High-Level Vulnerabilities Found in Cisco Products

Multiple critical vulnerabilities have been discovered in the Cisco AnyConnect VPN server, affecting Cisco Meraki MX and Z Series Teleworker Gateway devices. These vulnerabilities could allow unauthenticated, remote attackers to cause a Denial of Service (DoS) condition on the affected devices.
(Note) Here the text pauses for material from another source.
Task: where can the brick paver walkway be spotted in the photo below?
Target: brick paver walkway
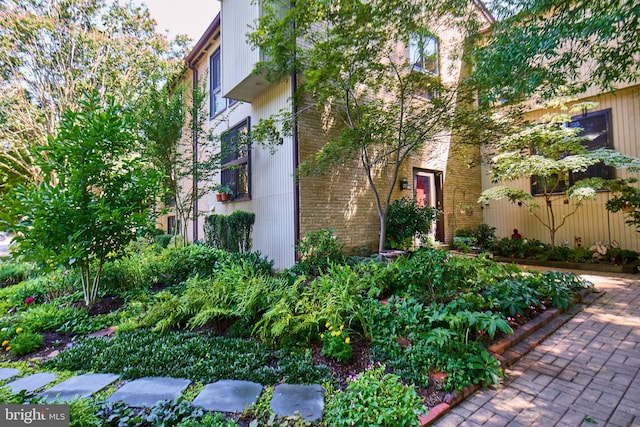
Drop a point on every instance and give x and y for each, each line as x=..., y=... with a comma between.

The discovered vulnerabilities in the Cisco AnyConnect VPN server may disrupt VPN services. These vulnerabilities could lead to a VPN server restart or block new VPN connections. The most severe vulnerabilities have a CVSS score of 8.6, indicating a high level of risk.

Key Vulnerabilities:

• CVE-2024-20498, CVE-2024-20499, CVE-2024-20501

These vulnerabilities cause a Denial of Service (DoS) condition in the AnyConnect service. Attackers can exploit these vulnerabilities by sending a specially crafted HTTPS request to the VPN server, which results in a VPN server restart and connection failures. The severity level is 8.6 (High).

• CVE-2024-20500

This vulnerability blocks new VPN connections. Attackers can exploit this vulnerability by sending TLS/SSL messages, causing the VPN server to stop accepting new connections. The severity level is 5.8 (Medium).

• CVE-2024-20502

This vulnerability also blocks new VPN connections. Attackers can exploit this vulnerability by sending specially crafted HTTPS requests, causing the VPN server to block new connections. The severity level is 5.8 (Medium).

• CVE-2024-20513

This vulnerability causes a Denial of Service (DoS) condition for targeted users. Attackers can exploit this vulnerability by predicting or brute-forcing session handlers, which results in termination of the targeted VPN sessions. The severity level is 5.8 (Medium). These vulnerabilities could cause issues in Cisco Meraki MX and Z Series Teleworker Gateway devices, and it is crucial to take necessary actions to address them. To limit the attackers’ capabilities and ensure system security, it is important to apply the updates as soon as possible.